Apartó de un manotazo a uno de los jóvenes mientras con la otra mano la agarraba del brazo. Antes de poder saludar siquiera se vio dentro de una habitación. Este será tu espacio -le dijo. A ella, que nunca había tenido un espacio.
Pensó en su familia, todos durmiendo juntos, amontonados en un colchón sucio e infestado de chinches. Ella allí tenía una cama. No era muy grande, pero era para ella sola. Un espacio, algo nuevo. Tal vez no le fuera tan mal.
La señora era seria pero se le veía buena gente. Le preguntó por su ropa. Únicamente tenía lo que llevaba puesto. Le prometió que al día siguiente irían a comprar algo, un par de faldas, unas camisas, ropa interior y una bata de trabajo. Después le enseñó la casa mientras le daba todo tipo de instrucciones.
Nunca había ido a la escuela, pero se sabía espabilada. Retenía todo lo que la señora le decía. Acá la cocina. Has de levantarte a las cinco para preparar los jugos, unos huevos y un poco de arroz. Con el tiempo te enseñaré a hacer bolones. A media mañana me preparas un café con humitas. Para la comida cada día te daré dinero y te explicaré qué has de comprar. A la noche algo que nos haya sobrado de otro día. Tendrás que aprender los gustos de cada uno de nosotros para tenernos contentos.
Hubo gustos que aprendió pronto, demasiado pronto. Siguió el paseo por la casa. Los baños los limpias dos veces al día, el patio es chiquito pero hay que limpiarlo cada día. Haces también las habitaciones. Las sábanas las cambias cada semana.
¿Has comido algo? -le preguntó la señora. Solo había comido un poco de yuca con arroz para desayunar y el yogur con pan de yuca en el camino. Antes de contestar vio como el hombre fruncía el ceño. Pronto aprendió a saber interpretar los signos de su cara. Contestó que sí.
Salieron a reconocer el barrio. De vez en cuando se daba la vuelta. Los jóvenes de la casa les seguían de lejos con unos amigos. Oía las risas en la distancia. Vio el mercado y varias tiendas en las que la señora compraba. Para empezar, tenía suficiente.
Cenó un poco y se fue a dormir. No podía conciliar el sueño. Miraba el techo, pensaba en su familia, soñaba con su nueva vida. Mil estrellas recorrían su cerebro, soñando y cruzándose, imaginado una nueva vida llena de nuevas experiencias y aprendizajes.

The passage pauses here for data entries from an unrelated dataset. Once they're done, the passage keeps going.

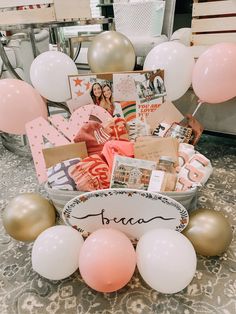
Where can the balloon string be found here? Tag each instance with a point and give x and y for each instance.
(198, 106)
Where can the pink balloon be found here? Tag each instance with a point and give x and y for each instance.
(107, 260)
(214, 74)
(19, 104)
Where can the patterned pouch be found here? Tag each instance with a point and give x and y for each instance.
(92, 173)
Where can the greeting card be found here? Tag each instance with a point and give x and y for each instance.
(131, 173)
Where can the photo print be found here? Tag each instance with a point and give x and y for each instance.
(95, 89)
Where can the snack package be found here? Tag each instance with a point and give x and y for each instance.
(195, 172)
(112, 148)
(59, 175)
(94, 135)
(190, 122)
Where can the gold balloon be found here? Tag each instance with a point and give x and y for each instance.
(111, 52)
(209, 231)
(27, 215)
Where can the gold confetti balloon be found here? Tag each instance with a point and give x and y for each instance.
(27, 215)
(209, 231)
(111, 52)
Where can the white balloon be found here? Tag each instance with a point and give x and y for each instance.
(166, 260)
(49, 75)
(177, 62)
(55, 253)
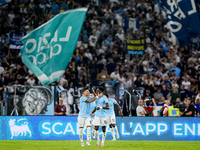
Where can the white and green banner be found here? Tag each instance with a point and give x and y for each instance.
(48, 49)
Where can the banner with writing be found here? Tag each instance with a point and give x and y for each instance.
(182, 19)
(48, 49)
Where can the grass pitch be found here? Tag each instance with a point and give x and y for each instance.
(109, 145)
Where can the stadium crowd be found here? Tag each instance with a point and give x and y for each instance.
(163, 72)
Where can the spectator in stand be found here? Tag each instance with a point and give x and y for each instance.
(103, 76)
(183, 93)
(149, 109)
(190, 110)
(186, 83)
(165, 108)
(173, 95)
(140, 109)
(158, 96)
(60, 109)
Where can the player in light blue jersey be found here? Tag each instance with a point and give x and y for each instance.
(89, 121)
(84, 114)
(100, 115)
(111, 116)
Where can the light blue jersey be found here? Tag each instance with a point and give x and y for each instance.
(84, 107)
(111, 103)
(92, 106)
(101, 102)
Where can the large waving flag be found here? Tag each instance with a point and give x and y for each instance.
(48, 49)
(182, 19)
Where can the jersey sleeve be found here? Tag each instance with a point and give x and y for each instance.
(106, 100)
(83, 99)
(114, 101)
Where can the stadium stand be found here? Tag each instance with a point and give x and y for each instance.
(100, 57)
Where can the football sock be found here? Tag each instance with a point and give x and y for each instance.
(88, 134)
(112, 132)
(81, 134)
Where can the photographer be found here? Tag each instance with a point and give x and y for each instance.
(190, 110)
(181, 105)
(148, 109)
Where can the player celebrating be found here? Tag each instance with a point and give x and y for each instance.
(84, 114)
(111, 116)
(100, 115)
(89, 120)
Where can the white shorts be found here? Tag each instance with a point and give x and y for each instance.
(111, 119)
(81, 121)
(89, 122)
(98, 121)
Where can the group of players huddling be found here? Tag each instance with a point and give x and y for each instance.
(97, 110)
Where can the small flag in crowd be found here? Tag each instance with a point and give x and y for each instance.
(182, 19)
(47, 50)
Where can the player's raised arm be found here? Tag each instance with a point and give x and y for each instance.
(118, 107)
(93, 111)
(91, 100)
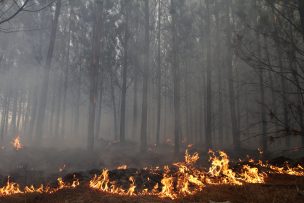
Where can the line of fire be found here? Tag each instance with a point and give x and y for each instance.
(151, 101)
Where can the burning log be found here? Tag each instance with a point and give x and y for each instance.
(179, 180)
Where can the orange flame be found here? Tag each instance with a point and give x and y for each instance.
(17, 144)
(12, 188)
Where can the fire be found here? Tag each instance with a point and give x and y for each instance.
(287, 170)
(220, 169)
(179, 180)
(61, 169)
(122, 167)
(16, 143)
(12, 188)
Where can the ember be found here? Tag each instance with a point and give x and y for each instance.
(17, 144)
(179, 180)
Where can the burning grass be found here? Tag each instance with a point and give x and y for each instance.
(181, 180)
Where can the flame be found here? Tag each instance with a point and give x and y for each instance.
(287, 170)
(179, 180)
(17, 144)
(122, 167)
(62, 168)
(220, 169)
(12, 188)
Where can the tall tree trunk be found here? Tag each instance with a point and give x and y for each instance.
(262, 100)
(135, 108)
(219, 76)
(158, 117)
(76, 121)
(46, 73)
(14, 114)
(208, 130)
(96, 47)
(144, 112)
(231, 90)
(114, 109)
(66, 78)
(122, 132)
(176, 77)
(301, 11)
(98, 119)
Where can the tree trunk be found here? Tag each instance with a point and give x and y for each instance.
(176, 78)
(122, 135)
(94, 73)
(231, 90)
(46, 73)
(158, 117)
(144, 112)
(208, 130)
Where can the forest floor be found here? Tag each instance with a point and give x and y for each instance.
(30, 166)
(278, 189)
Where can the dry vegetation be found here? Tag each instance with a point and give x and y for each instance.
(280, 188)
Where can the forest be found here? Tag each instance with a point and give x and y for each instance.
(152, 101)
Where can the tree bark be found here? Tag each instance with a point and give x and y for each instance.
(144, 112)
(94, 74)
(46, 73)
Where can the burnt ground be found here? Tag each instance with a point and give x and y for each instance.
(278, 189)
(29, 166)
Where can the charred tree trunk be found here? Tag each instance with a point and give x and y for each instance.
(122, 132)
(208, 130)
(46, 72)
(95, 61)
(144, 112)
(158, 117)
(176, 77)
(231, 89)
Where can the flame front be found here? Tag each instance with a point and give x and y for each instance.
(12, 188)
(179, 180)
(16, 143)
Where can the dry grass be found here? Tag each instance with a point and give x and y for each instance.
(279, 189)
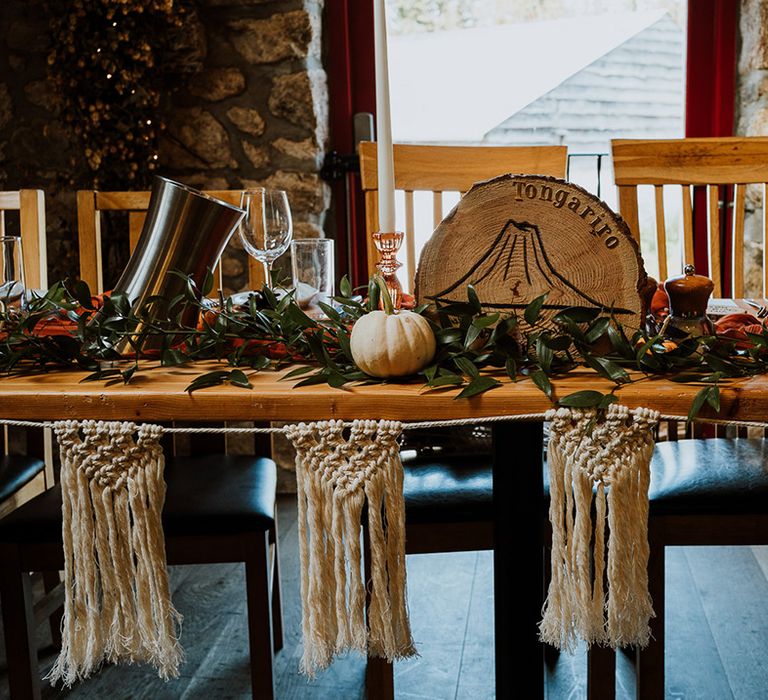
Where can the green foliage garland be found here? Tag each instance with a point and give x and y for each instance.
(476, 350)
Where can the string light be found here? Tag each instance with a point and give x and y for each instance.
(112, 98)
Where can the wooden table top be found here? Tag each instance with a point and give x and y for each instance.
(158, 394)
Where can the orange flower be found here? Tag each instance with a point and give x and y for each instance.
(736, 326)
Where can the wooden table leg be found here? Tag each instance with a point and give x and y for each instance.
(518, 555)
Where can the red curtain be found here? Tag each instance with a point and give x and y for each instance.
(709, 103)
(710, 98)
(351, 89)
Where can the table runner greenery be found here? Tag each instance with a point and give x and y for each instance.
(68, 328)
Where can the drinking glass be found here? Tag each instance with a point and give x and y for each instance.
(267, 228)
(312, 263)
(11, 272)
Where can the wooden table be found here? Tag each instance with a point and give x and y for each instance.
(158, 395)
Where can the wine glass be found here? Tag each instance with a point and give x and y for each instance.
(12, 290)
(267, 228)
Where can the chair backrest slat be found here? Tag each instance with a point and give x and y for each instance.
(688, 222)
(661, 231)
(737, 267)
(713, 231)
(441, 169)
(410, 231)
(437, 208)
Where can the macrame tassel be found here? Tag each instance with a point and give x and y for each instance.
(605, 464)
(336, 478)
(117, 603)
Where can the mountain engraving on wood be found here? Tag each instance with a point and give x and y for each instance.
(517, 237)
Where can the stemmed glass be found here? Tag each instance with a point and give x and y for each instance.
(11, 273)
(267, 228)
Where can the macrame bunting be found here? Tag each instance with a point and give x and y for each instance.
(337, 476)
(117, 604)
(605, 462)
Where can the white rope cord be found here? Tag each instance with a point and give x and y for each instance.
(418, 425)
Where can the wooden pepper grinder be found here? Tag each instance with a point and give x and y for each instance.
(688, 297)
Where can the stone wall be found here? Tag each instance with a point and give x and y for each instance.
(251, 109)
(752, 120)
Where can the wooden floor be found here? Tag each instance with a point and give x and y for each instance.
(717, 642)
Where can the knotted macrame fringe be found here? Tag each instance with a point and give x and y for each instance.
(117, 604)
(608, 461)
(336, 477)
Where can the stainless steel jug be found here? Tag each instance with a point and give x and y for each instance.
(185, 230)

Pero poco le duró el encantamiento. Fue esa misma primera noche. Se le estaban cerrando los ojos cuando escuchó cómo se abría la puerta de su habitación. Era el hombre. No habló nada. Solo la miró. Ella no entendió cómo entendió.
Esa noche no pudo dormir. Tampoco lloró. Se tragó las lágrimas como lo tendría que hacer muchas veces a lo largo de su vida. Le dolían los dientes de la presión que ejercían entre ellos. Sentía rabia, dolor, tristeza. Su sueño se desvaneció para devenir en pesadilla.
No quería cerrar los ojos. Si los cerraba revivía la escena. El hombre entró, se sentó, le toco la pierna. Poco a poco fue subiendo la mano. Los ojos fijos en ella. La mano, en la entrepierna. Levantó las sábanas. Levantó su camiseta. Los labios se posaron en los pechos incipientes. Y siguió.
No quería recordar. Pensó en sus padres. ¿Lo sabrían? ¿Se imaginaban que eso pasaría? Probablemente sí… Es la dureza de la vida, la cara amarga de la existencia de los pobres. ¿Por qué pagar ese precio? ¿Qué sería de ella? ¿Saldría alguna vez de allí? ¿Sería eso su vida?
Se sentía rota, se sentía muerta. Una niña vacía, con una infancia robada.